そろそろ帰らなくちゃ。だけど、帰るならシュンキの横のテーブルを通ってシュンキの目の前のレジで精算しなくちゃならない。

絶対シュンキ達の後でないとレジには行けないよー。

店主が、「そろそろラストオーダーお願いします。お店は23時半には閉めさせて頂きます。」と店内を見渡しながら残っているお客に声をかけた。

何人かの客が席を立ちレジに向かった。

どさくさに紛れてレジに行こうか。気づかないふりくらいはできるし。

これ以上ここにいたら私どうにかなってしまいそうだわ。

そう思う私は、やっぱりシュンキに恋をしているんだろうか。

それとも35を過ぎた女がこういう状況になってることに耐えられないんだろうか。

そんなことゆっくり考える余裕も今はない。

雑誌をテーブルにおいて、バッグを提げて立ち上がった。

素知らぬ顔をして、シュンキのいるテーブルの横をすり抜けた。

あー、ドキドキする。

シュンキは私の背中を見つけただろうか。

レジの前に立った時、シュンキの「あ。
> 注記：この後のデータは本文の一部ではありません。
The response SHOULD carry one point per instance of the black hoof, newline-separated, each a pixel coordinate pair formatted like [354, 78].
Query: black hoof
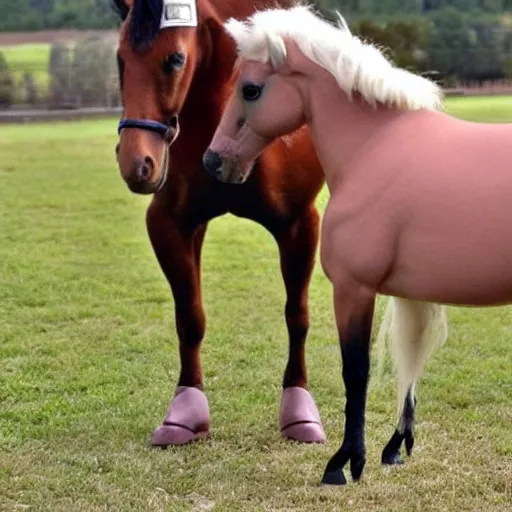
[335, 477]
[347, 453]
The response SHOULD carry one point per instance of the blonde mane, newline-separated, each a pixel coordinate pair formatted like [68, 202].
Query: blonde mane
[355, 64]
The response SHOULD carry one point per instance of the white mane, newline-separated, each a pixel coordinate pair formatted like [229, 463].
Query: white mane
[356, 65]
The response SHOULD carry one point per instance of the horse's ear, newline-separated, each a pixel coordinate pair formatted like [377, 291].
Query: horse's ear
[122, 7]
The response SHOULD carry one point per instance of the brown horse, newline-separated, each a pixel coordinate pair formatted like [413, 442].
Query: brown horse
[176, 65]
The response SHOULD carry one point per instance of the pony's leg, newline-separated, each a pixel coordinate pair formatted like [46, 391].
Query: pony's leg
[298, 417]
[416, 329]
[179, 252]
[404, 432]
[353, 307]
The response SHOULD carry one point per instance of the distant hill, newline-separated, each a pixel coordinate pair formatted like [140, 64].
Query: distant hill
[34, 15]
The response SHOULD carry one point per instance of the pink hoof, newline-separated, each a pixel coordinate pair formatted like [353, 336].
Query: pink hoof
[187, 419]
[299, 418]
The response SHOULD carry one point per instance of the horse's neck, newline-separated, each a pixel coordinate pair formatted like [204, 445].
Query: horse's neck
[342, 128]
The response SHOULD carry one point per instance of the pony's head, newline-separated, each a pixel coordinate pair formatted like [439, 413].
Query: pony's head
[162, 45]
[279, 49]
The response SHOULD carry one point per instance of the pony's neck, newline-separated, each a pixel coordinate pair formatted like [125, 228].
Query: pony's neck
[342, 128]
[211, 85]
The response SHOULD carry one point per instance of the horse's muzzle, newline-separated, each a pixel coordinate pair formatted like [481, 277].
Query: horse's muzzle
[212, 163]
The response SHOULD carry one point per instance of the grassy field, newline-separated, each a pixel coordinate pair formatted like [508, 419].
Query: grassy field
[88, 361]
[29, 58]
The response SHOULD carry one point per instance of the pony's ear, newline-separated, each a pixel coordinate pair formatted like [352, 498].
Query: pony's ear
[218, 48]
[276, 50]
[236, 29]
[122, 7]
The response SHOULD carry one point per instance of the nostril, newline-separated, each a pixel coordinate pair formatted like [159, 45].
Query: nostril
[173, 122]
[212, 162]
[146, 169]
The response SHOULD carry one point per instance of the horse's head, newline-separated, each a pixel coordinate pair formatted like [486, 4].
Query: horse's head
[161, 45]
[265, 104]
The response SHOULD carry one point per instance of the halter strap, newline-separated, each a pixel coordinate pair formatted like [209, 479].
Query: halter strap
[144, 124]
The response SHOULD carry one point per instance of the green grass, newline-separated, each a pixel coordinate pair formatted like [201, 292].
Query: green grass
[29, 58]
[495, 109]
[88, 362]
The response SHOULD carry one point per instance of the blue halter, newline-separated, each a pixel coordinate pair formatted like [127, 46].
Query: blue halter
[143, 124]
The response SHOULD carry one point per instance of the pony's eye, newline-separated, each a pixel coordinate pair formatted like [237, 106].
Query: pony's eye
[251, 92]
[173, 62]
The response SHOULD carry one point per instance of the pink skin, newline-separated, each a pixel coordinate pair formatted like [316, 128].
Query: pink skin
[419, 206]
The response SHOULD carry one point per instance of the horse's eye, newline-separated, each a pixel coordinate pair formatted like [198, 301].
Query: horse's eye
[173, 62]
[251, 92]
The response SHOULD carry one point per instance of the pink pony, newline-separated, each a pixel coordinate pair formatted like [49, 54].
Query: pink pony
[419, 201]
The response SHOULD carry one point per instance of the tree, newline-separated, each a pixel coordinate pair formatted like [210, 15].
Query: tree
[6, 83]
[60, 75]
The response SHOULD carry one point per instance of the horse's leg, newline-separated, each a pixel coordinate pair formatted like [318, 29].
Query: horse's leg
[179, 252]
[298, 417]
[416, 329]
[353, 307]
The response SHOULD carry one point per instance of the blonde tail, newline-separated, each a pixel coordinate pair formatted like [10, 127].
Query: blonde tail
[415, 329]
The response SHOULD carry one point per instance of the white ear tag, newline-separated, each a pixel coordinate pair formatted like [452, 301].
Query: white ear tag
[179, 13]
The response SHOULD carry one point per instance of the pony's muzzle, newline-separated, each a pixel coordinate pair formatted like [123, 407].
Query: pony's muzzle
[212, 163]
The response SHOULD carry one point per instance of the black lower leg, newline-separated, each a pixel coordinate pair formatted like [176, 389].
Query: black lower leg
[356, 366]
[404, 432]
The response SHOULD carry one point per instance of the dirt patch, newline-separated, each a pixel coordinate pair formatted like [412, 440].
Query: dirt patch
[49, 36]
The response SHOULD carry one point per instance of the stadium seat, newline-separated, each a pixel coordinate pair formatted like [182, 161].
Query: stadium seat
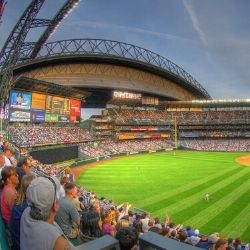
[151, 241]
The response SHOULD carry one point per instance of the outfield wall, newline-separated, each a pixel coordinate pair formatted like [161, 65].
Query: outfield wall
[85, 162]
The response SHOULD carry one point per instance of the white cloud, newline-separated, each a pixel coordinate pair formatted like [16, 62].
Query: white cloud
[196, 23]
[126, 29]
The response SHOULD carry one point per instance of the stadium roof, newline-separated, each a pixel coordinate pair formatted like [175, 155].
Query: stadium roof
[33, 85]
[207, 103]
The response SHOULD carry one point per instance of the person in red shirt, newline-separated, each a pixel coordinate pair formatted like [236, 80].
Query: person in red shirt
[9, 193]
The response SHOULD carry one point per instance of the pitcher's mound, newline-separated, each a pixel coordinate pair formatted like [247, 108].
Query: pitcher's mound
[243, 160]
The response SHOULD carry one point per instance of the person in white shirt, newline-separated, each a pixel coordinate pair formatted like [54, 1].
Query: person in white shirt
[7, 155]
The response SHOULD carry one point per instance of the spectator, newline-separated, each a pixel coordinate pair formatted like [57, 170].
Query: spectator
[23, 168]
[221, 244]
[107, 227]
[145, 221]
[91, 223]
[64, 181]
[127, 238]
[7, 156]
[67, 217]
[9, 194]
[37, 222]
[17, 211]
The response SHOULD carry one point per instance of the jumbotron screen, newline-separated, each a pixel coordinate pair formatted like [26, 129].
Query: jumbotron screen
[20, 100]
[57, 105]
[75, 111]
[39, 108]
[38, 101]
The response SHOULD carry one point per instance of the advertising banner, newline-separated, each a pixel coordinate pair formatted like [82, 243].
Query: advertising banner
[38, 101]
[37, 116]
[20, 100]
[19, 116]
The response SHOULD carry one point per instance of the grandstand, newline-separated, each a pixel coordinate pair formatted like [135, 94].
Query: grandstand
[149, 107]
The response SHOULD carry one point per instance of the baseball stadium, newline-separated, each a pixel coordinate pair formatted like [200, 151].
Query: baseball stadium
[160, 162]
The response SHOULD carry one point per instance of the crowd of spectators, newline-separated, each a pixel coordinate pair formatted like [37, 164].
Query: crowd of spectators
[127, 116]
[237, 145]
[108, 147]
[34, 135]
[30, 205]
[213, 133]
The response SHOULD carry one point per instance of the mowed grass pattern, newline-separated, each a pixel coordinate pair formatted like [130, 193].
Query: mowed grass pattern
[176, 183]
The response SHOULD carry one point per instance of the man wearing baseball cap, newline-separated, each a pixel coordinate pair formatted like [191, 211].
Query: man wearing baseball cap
[37, 223]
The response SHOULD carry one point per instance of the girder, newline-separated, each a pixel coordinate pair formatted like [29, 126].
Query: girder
[10, 52]
[40, 23]
[115, 49]
[16, 47]
[52, 26]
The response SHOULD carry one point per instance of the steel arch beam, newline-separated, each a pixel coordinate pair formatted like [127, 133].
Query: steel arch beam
[118, 51]
[10, 52]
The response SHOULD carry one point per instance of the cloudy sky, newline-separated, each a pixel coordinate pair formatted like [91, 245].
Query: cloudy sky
[210, 39]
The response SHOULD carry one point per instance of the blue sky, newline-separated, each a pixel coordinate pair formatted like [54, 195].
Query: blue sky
[210, 39]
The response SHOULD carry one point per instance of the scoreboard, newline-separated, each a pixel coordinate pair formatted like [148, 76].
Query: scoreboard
[39, 108]
[57, 105]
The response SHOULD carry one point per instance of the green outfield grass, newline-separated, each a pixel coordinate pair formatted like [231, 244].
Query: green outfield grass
[176, 183]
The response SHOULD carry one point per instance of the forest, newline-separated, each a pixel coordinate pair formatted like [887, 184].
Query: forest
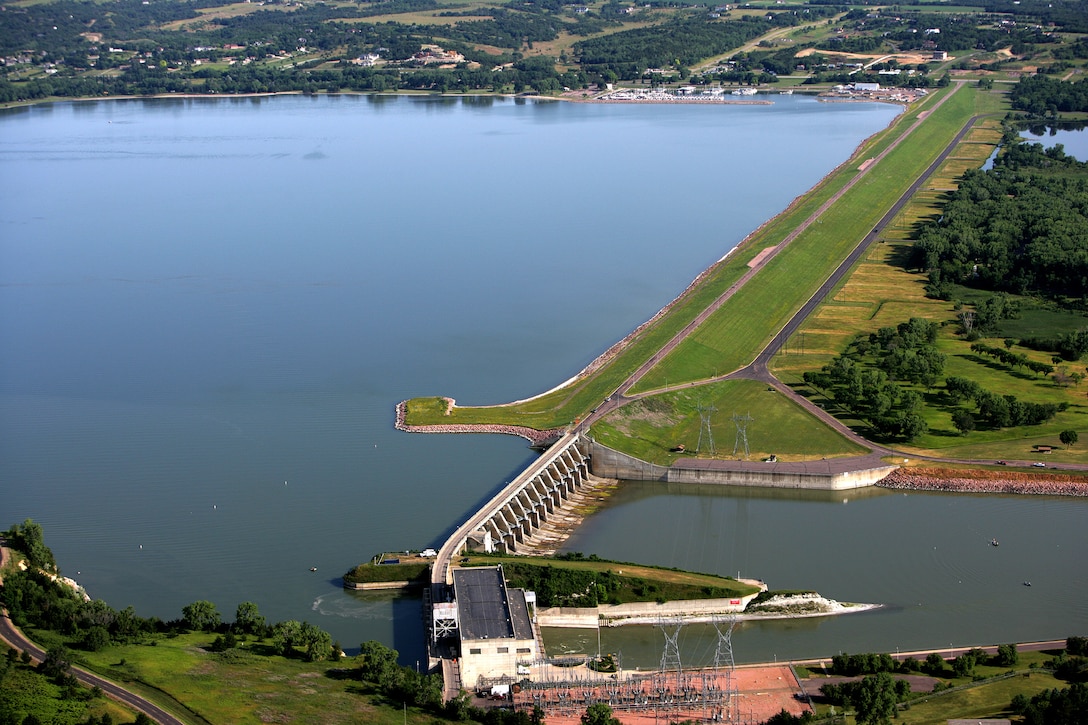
[1020, 228]
[868, 379]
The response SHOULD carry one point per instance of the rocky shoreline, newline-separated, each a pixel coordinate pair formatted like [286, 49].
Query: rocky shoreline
[985, 481]
[536, 438]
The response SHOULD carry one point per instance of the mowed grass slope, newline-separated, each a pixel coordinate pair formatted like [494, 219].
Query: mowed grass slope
[650, 428]
[563, 406]
[884, 292]
[246, 685]
[744, 324]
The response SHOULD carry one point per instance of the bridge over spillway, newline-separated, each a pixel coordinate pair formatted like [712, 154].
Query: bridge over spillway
[521, 506]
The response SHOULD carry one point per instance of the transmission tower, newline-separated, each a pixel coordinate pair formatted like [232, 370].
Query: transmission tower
[704, 414]
[741, 422]
[670, 656]
[724, 651]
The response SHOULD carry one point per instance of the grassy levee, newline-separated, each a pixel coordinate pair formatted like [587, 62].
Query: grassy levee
[736, 333]
[652, 427]
[563, 406]
[633, 582]
[880, 292]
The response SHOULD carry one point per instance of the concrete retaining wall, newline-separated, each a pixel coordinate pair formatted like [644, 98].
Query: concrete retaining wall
[608, 463]
[610, 615]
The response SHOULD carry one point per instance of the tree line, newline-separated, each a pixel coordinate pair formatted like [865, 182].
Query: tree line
[866, 378]
[1040, 95]
[1013, 229]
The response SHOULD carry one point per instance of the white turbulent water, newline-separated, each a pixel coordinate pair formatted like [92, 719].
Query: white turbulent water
[201, 299]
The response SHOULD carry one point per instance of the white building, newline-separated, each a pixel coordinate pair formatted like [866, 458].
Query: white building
[494, 625]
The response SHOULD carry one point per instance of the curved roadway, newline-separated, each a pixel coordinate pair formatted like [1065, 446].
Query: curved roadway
[11, 635]
[758, 370]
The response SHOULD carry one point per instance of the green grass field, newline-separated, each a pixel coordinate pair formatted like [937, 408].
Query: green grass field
[245, 685]
[880, 291]
[651, 427]
[668, 584]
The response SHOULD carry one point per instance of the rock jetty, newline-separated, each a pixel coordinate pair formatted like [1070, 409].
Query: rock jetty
[535, 438]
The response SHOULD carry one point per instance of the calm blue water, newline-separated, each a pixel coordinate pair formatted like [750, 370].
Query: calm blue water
[1075, 142]
[208, 309]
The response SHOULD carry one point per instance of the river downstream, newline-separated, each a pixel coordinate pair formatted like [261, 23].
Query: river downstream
[210, 308]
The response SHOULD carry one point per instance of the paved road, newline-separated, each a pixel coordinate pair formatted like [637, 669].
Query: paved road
[757, 369]
[951, 652]
[622, 393]
[14, 638]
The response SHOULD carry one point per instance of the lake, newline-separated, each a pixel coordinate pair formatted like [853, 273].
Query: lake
[209, 308]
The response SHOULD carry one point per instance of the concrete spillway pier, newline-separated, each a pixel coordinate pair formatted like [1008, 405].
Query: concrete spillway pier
[520, 507]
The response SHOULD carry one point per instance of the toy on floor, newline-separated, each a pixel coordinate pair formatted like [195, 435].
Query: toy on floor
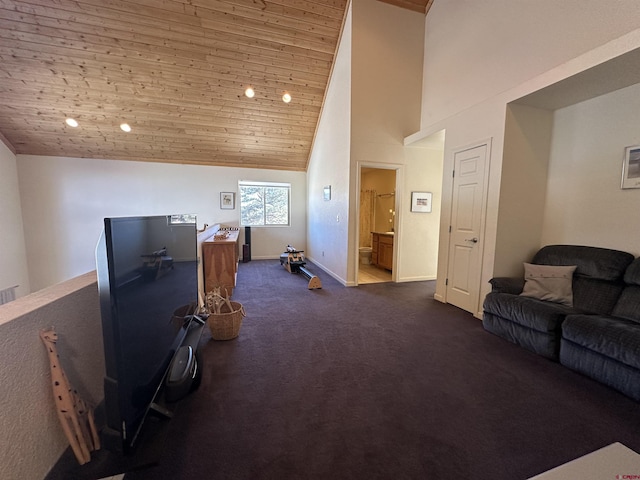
[293, 261]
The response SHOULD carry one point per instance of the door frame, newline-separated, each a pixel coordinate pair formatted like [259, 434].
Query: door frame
[399, 169]
[483, 216]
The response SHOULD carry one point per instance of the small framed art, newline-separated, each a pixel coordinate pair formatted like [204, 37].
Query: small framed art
[631, 167]
[421, 202]
[227, 200]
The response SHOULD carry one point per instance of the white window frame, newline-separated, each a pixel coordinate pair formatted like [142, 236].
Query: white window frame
[248, 183]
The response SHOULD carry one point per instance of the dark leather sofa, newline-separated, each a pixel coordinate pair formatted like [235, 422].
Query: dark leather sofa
[597, 333]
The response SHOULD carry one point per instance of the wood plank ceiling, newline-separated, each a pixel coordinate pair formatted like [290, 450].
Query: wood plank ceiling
[175, 71]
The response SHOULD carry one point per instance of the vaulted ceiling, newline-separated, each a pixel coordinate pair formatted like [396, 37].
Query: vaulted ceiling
[175, 71]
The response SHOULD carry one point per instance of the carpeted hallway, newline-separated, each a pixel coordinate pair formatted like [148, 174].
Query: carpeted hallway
[378, 382]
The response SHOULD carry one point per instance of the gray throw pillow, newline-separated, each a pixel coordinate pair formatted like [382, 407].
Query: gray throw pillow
[549, 282]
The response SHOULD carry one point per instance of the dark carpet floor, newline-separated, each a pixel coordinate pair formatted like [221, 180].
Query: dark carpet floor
[378, 382]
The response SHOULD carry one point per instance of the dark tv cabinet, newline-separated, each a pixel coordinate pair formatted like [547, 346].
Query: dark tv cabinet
[149, 447]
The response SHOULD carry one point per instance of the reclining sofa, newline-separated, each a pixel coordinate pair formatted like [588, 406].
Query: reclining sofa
[578, 305]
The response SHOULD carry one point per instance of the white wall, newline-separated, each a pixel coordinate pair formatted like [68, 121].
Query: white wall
[584, 203]
[477, 50]
[480, 56]
[13, 255]
[32, 437]
[386, 83]
[328, 221]
[64, 201]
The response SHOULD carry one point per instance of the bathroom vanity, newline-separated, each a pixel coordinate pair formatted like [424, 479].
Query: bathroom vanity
[382, 250]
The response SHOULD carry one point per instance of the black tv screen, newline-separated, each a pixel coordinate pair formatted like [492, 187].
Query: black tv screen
[148, 283]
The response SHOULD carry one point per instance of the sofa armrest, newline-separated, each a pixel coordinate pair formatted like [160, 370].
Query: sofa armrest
[507, 285]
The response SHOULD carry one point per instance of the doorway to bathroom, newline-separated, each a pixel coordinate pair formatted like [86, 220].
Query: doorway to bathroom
[377, 225]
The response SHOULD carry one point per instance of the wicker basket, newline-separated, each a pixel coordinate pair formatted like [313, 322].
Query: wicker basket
[226, 324]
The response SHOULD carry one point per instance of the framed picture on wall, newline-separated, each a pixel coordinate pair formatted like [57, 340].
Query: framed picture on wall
[227, 200]
[421, 202]
[631, 167]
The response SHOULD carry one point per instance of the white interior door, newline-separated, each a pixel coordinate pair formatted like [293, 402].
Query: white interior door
[465, 241]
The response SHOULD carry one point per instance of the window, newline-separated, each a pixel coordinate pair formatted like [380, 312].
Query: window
[188, 219]
[264, 203]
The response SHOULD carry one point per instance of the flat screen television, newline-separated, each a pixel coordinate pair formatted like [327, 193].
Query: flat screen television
[147, 270]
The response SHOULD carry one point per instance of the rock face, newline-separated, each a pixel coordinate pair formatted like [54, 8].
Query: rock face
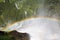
[13, 35]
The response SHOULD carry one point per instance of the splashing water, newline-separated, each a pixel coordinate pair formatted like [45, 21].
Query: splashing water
[41, 27]
[38, 28]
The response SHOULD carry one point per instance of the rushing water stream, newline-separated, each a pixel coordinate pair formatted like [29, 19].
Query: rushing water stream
[39, 28]
[46, 26]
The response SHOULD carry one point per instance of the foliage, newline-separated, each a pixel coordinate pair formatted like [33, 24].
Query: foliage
[16, 10]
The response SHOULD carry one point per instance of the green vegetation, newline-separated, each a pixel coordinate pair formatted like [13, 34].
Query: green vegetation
[16, 10]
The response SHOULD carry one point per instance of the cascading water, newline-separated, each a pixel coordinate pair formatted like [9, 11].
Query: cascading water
[46, 26]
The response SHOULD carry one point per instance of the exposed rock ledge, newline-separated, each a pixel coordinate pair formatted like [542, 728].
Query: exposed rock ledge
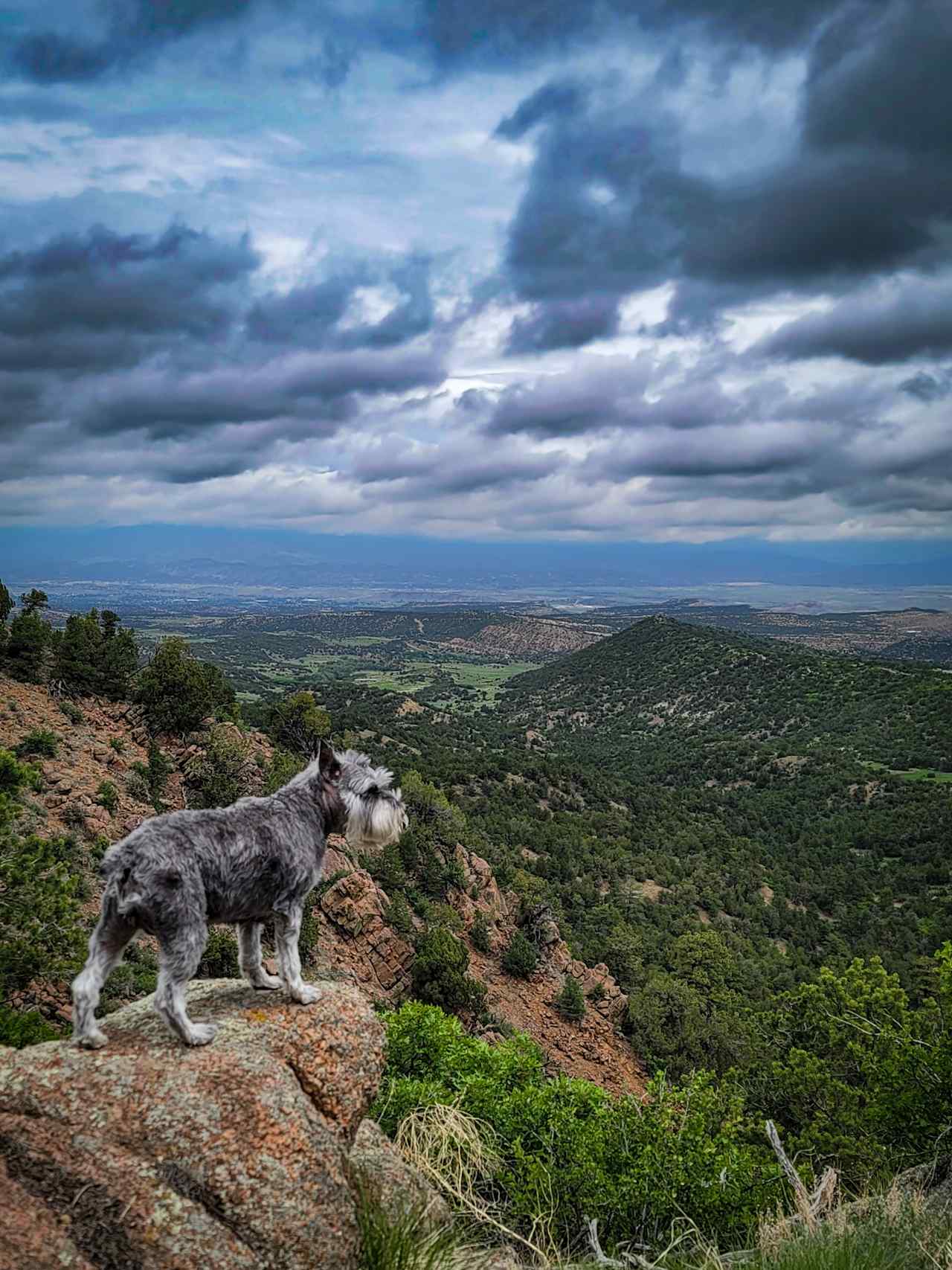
[147, 1155]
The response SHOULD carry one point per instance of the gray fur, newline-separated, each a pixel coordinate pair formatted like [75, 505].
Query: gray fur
[251, 862]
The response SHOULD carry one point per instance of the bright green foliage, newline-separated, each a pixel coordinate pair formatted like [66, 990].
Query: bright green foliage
[224, 772]
[862, 1079]
[695, 1015]
[39, 742]
[220, 957]
[41, 923]
[440, 972]
[283, 765]
[177, 691]
[569, 1149]
[94, 655]
[521, 958]
[108, 797]
[28, 648]
[399, 916]
[33, 602]
[298, 724]
[570, 1002]
[19, 1030]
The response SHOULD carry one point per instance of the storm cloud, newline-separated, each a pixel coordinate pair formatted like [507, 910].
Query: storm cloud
[648, 269]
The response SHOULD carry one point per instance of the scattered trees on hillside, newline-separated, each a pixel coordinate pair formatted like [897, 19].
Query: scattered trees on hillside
[177, 691]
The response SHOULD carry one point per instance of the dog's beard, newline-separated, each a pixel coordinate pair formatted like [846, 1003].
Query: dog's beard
[373, 822]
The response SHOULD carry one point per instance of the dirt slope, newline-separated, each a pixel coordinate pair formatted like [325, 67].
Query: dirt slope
[355, 940]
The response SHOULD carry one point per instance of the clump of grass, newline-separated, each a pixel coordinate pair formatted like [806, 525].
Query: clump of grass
[409, 1241]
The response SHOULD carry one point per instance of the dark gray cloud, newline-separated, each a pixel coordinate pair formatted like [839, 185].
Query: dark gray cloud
[910, 321]
[450, 469]
[135, 285]
[878, 77]
[928, 388]
[314, 394]
[311, 316]
[134, 30]
[564, 324]
[553, 99]
[498, 32]
[612, 205]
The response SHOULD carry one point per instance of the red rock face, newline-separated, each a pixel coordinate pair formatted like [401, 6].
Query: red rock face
[155, 1156]
[355, 939]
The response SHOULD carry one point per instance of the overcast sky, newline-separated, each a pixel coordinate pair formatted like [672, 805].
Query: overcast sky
[479, 269]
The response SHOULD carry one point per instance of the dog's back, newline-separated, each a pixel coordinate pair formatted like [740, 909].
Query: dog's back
[231, 864]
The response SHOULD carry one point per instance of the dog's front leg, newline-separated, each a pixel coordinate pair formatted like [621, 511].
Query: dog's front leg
[251, 957]
[287, 927]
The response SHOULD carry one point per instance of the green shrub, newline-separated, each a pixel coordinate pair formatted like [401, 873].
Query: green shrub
[220, 957]
[298, 724]
[222, 772]
[440, 972]
[39, 742]
[25, 1029]
[570, 1001]
[108, 797]
[570, 1151]
[521, 958]
[479, 934]
[42, 932]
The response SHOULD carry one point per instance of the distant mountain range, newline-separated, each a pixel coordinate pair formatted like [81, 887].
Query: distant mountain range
[276, 558]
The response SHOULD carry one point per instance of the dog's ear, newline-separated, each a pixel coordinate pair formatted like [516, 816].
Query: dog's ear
[328, 763]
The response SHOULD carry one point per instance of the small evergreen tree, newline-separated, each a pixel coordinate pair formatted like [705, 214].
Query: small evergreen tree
[570, 1002]
[177, 691]
[298, 724]
[440, 972]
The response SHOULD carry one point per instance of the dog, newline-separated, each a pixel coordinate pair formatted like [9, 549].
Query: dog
[249, 862]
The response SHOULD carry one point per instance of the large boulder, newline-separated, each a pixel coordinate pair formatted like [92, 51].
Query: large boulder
[149, 1155]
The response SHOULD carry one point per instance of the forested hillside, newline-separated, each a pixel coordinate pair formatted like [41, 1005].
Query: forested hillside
[666, 675]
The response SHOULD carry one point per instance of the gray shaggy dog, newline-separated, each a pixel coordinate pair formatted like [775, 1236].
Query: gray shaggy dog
[249, 862]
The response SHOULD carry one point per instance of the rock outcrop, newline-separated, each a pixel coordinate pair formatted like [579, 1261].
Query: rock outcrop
[147, 1155]
[356, 940]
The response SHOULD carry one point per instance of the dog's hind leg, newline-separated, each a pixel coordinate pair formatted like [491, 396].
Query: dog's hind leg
[179, 954]
[287, 927]
[106, 948]
[251, 957]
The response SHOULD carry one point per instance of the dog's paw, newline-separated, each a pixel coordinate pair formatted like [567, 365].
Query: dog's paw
[305, 995]
[201, 1034]
[266, 982]
[91, 1040]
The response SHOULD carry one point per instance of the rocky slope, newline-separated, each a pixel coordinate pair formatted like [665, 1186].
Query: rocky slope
[242, 1153]
[355, 939]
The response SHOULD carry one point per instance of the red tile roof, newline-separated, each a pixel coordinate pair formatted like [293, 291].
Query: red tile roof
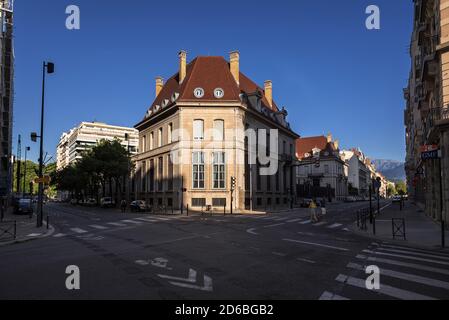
[208, 73]
[307, 144]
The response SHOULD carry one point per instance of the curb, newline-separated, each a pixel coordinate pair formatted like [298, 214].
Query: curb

」と言う声が背後に聞こえた。

振り返るべき??

振り返れるはずもない。私みたいな小心者は。

レジでお勘定を済ませると、足早にお店を出て行った。

出た途端、ようやく息苦しさから開放され大きく深呼吸した。

ゆっくりと駅に向かって歩き出す。

なんなの?

シュンキはまだあの女性とは切れてない。

不倫は続いてるんだわ。

あんなに私のこと好きみたいなふりして、しかもキスやセックスまでしたのに。

ショックを打ち消すように怒りが私の全身を駆け巡った。